Warum nutzen nicht alle Wärmepumpen Propan?

Nicht alle Wärmepumpen nutzen Propan, weil es spezielle Sicherheitsanforderungen sowie technische Anpassungen erfordert, die nicht in jedem Gebäude oder Anwendungsfall einfach umzusetzen sind. Erst ab 2035 ist der Verkauf von Wärmepumpen mit synthetischen Kältemittel vollständig verboten.

Wie lange hält eine Propan-Wärmepumpe?

Eine Propan-Wärmepumpe hält in der Regel 15 bis 30 Jahre, bei guter Wartung oft sogar noch länger. Das Kältemittel muss in dieser Zeit in der Regel nicht ausgetauscht oder nachgefüllt werden.

Welcher Abstand muss bei einer Propan-Wärmepumpe eingehalten werden?

Bei einer Propan-Wärmepumpe sollte in der Regel rundherum mindestens 1 Meter seitlicher Abstand und 0,5 Meter nach oben zu anderen Objekten, Wänden und potenziellen Zündquellen eingehalten werden, wobei die exakten Vorgaben vom Hersteller und den örtlichen Vorschriften abhängen.

Ist eine Propan-Wärmepumpe teurer als eine herkömmliche Wärmepumpe?

Ja, eine Propan-Wärmepumpe kann in der Anschaffung etwas teurer sein als eine herkömmliche Wärmepumpe mit synthetischem Kältemittel, bietet dafür aber langfristig Vorteile bei Effizienz und Fördermöglichkeiten.

Gibt es ein Verbot oder Pflichten für R290?

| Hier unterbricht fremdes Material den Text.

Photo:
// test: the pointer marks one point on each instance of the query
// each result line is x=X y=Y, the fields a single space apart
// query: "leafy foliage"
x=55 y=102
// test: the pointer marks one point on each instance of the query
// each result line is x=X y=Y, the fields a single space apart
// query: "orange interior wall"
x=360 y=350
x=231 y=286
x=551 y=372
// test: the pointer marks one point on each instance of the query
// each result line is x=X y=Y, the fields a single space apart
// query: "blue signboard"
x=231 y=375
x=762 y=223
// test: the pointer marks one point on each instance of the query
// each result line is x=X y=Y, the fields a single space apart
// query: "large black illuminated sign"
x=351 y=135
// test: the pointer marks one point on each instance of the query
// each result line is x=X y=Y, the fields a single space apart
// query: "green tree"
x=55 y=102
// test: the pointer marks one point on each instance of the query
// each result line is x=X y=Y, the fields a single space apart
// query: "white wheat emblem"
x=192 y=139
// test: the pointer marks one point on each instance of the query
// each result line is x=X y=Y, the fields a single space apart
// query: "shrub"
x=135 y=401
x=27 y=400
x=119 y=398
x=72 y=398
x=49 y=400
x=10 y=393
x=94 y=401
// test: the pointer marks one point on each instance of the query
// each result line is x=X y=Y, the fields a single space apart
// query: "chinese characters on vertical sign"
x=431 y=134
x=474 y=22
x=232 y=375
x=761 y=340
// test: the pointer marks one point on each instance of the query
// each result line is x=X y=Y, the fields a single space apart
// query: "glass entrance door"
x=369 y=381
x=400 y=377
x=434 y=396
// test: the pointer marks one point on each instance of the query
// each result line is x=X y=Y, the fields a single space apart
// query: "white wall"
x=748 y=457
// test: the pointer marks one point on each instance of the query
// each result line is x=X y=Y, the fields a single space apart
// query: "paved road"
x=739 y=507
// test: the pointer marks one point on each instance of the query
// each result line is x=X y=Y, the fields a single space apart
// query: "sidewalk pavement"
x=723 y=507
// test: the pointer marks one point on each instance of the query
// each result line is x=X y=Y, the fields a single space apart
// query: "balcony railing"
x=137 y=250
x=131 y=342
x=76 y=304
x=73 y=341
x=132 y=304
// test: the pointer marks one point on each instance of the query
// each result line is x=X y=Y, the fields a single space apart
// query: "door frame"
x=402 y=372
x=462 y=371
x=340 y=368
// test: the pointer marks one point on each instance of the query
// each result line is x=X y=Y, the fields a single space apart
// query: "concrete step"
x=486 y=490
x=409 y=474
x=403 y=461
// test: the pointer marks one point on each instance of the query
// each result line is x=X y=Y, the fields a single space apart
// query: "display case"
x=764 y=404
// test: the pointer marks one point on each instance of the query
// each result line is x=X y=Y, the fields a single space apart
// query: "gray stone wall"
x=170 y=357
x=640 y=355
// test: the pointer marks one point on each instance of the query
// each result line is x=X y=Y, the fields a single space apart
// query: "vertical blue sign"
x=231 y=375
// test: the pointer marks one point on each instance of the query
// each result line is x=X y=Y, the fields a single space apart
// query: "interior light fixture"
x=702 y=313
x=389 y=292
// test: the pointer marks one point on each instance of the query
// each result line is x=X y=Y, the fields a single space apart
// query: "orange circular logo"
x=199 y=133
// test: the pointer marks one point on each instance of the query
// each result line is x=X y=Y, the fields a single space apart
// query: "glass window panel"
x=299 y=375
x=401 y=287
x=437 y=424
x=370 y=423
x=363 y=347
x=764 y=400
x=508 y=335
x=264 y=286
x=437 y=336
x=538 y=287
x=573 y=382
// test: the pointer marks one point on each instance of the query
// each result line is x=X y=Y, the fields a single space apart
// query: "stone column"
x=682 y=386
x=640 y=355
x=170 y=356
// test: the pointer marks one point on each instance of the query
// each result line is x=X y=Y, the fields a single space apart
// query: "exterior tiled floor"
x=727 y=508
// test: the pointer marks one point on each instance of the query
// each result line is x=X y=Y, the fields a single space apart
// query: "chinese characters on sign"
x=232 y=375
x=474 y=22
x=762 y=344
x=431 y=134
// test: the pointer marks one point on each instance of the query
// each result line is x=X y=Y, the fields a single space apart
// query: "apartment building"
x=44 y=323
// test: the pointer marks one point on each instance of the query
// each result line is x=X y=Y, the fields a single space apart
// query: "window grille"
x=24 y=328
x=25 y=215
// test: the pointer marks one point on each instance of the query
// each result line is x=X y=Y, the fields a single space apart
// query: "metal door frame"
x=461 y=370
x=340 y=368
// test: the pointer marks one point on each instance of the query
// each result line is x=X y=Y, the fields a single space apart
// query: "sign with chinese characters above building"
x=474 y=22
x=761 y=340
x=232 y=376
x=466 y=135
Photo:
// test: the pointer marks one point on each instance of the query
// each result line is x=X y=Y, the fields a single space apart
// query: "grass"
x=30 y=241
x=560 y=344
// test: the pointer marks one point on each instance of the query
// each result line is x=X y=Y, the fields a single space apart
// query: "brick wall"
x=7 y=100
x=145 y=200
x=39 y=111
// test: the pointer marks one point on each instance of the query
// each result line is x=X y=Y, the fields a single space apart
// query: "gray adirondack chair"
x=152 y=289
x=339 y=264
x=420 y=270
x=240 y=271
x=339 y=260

Für R290 (Propan) gibt es kein Verkaufsverbot, aber es bestehen besondere Pflichten bezüglich Sicherheitsvorschriften und Installation. Arbeiten am Kältekreis dürfen grundsätzlich nur von zertifizierten Fachkräften durchgeführt werden. Die erlaubte Propanmenge bei der Innenaufstellung ist gesetzlich begrenzt: Übersteigt die Füllmenge 150 g, müssen zusätzliche Sicherheitsmaßnahmen wie Gassensoren und Belüftung getroffen werden.